Otra vertiente es Lamadrid, el general: Enrique Sexto, uno de los socios fundadores y ex presidente del club (el estadio fue bautizado con su nombre), fue quien instauró oficialmente la denominación Club Atlético General Lamadrid. Izquierdo intercala a lo largo del libro sucesos clave de la historia de este guerrero de la Independencia, que peleó junto a Belgrano y San Martín, fue panadero en el exilio de Montevideo y combatió más adelante junto a Urquiza (aunque se llevaban mal); en la “D”, el club J. J. Urquiza, que tiene su cancha en Caseros, es un clásico de Lamadrid. En su recorrida por los orígenes del nombre, Izquierdo cuenta la historia de un madrileño al que no le gustaba que le dijeran gallego y retrucaba: “Yo no soy gallego, hombre. Yo soy de la Madrid”.

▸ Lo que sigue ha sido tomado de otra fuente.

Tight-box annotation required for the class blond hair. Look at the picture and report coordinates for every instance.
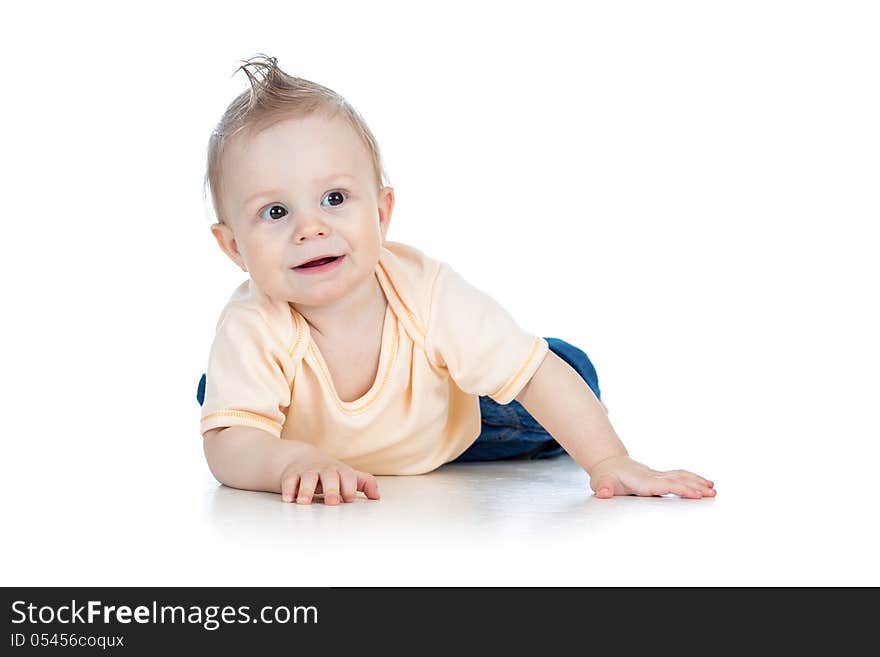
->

Izquierdo cuenta la vez que Sandro, en pleno éxito, cerró la noche de un baile al que había ido muy poca gente: después de cantar, al ver el sacrificio del club para llevarlo y que los números no darían, no les quiso cobrar. Y cuenta de la angustia en un partido definitorio para no salir último en la “D”: si eso pasaba, Lamadrid quedaría fuera de competición durante al menos un año; ahí se fue, Izquierdo, a buscar al autor del gol que en otro partido, que se jugaba en simultáneo, decidió las cosas por la permanencia. A veces es la viñeta del hincha que le tira con las sandalias a un árbitro que cobra un penal en contra y luego le pide al Pachi, el 5 del equipo, si no se las alcanza. Y a veces es la historia del ídolo habilidoso del club, o del Chango Cárdenas, el mítico jugador de Racing, que dirigió al equipo por dos mangos, una temporada. “Si al terminar este libro usted anda cerca, dese una vuelta, anímese –invita Izquierdo–. Nada le impedirá ingresar. La puerta está abierta. Nadie le pedirá el carnet en la entrada. Si vos vivís en la zona, vení, entrá, conócelo... No le tengan miedo a la prisión. Tómense un café en el buffet y hablen con Ada, en Administración. Háganse socios. Traigan a sus hijos, a sus amigos. Vengan a la cancha”.